Scanner::iterator find_greediest_token(Scanner& scanner, Token::Type& best_type)
{
    const Scanner::iterator best_start = scanner.current();
    Scanner::iterator best_end = best_start;

    for (size_t i = 0; i < parser_funcs_n; i++)
    {
        bool was_accepted = parser_funcs[i](scanner);

        if (was_accepted && scanner.current() > best_end) /* if it is accepted and the greediest so far */
        {
            // record as the best match
            best_type = (Token::Type)i;
            best_end = scanner.current();
        }
        else if (!was_accepted && scanner.current() != best_start) /* else if it was rejected halfway through parsing */
        {
            // create an Error token
            best_type = Token::Type::Error;
            best_end = scanner.current();
        }

        // reset to the beginning
        scanner = best_start;
    }

    return best_end;
}

We will need to create tokens at some point, so here is a utility function to do that:

Token create_token(Scanner::iterator start_it, Token::Type type)
{
    Token tok;

    tok.type = type;
    // take the text present between start_it and the current character
    tok.text = start_it.slice();

    Scanner::iterator::location loc = start_it.get_location();

    tok.index = loc.index;
    tok.line = loc.line;
    tok.col = loc.column;

    return tok;
}

The find_greediest_token function will not always match a token, so it is important we collect the characters that weren’t consumed so they can be recycled.

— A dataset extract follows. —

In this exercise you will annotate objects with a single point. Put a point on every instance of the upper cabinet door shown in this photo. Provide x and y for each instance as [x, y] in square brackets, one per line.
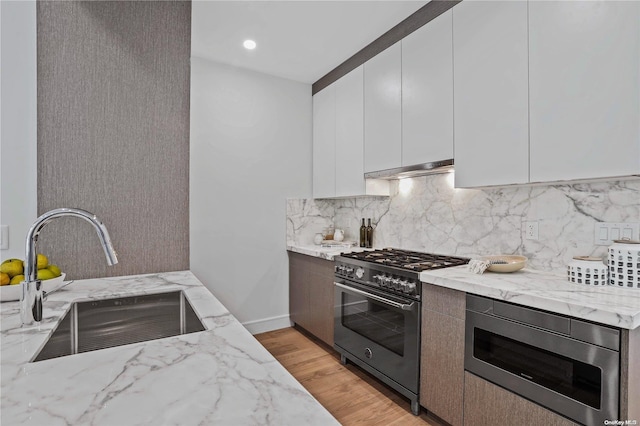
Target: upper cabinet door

This function is responsible for adding a token to the list and if requred will recycle leftover characters.

void parse_token(Scanner& scanner, std::list<Token>& tokens)
{
    const Scanner::iterator leftover_start = scanner.current();

    while (scanner)
    {
        Token::Type token_type = Token::Error;
        const Scanner::iterator token_start = scanner.current();
        const Scanner::iterator token_end = find_greediest_token(scanner, token_type);

        if (token_start == token_end) /* if no character was consumed */
        {
            // advance by one character (this will become a leftover character)
            scanner++;
        }
        else
        {
            if (leftover_start != token_start) /* if there are leftovers */
            {
                // recycle the token into a usable type
                tokens.push_back(recycle_token(leftover_start));
            }

            // skip forward to the token's end
            scanner = token_end;

            // add the parsed token to the list
            tokens.push_back(create_token(token_start, token_type));

            break;
        }
    }
}

The recyle_token function is quite simple, it will call each recylcler function to check whether the token can be recycled. If not it will create an error token.

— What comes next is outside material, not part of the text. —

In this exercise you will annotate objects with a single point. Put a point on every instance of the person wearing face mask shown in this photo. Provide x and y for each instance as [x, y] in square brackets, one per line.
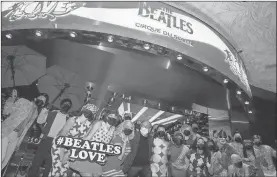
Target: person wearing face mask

Token recycle_token(Scanner::iterator start_it)
{
    #define RECYCLERS_funcs(TYPE_, RECYCLE_FUNC_) RECYCLE_FUNC_,
    static bool (*recycler_funcs[]) (std::string_view text) = {
        RECYCLERS(RECYCLERS_funcs)
    };
    static size_t recycler_funcs_n = sizeof(recycler_funcs) / sizeof(recycler_funcs[0]);

    Token tok = create_token(start_it, Token::Type::Error);

    for (size_t i = 0; i < recycler_funcs_n; i++)
    {
        if (recycler_funcs[i](tok.text))
        {
            tok.type = (Token::Type)(parser_funcs_n + i); /* recylers located directly after parsers */

            break;
        }
    }

    return tok;
}

tokenise_text #

This function puts everything together in order to produce a list of tokens.

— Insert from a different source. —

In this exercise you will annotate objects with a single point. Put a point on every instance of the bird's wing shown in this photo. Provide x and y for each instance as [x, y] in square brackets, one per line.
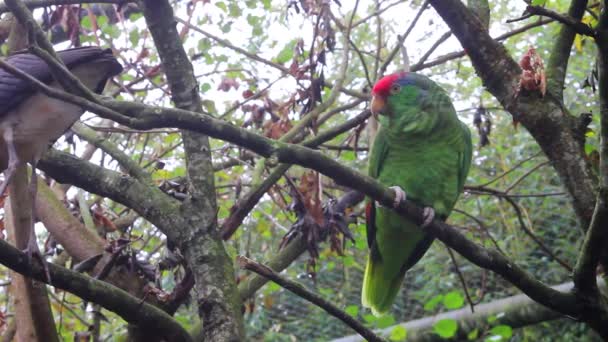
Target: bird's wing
[13, 90]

std::list<Token> tokenise_text(std::string_view text)
{
    Scanner scanner(text);
    std::list<Token> tokens;

    while (scanner)
    {
        parse_token(scanner, tokens);
    }

    return tokens;
}

Conclusion #

Hopefully you now know how lexical analysis works and how to write an effective lexer. The code shown in this guide is available in full here.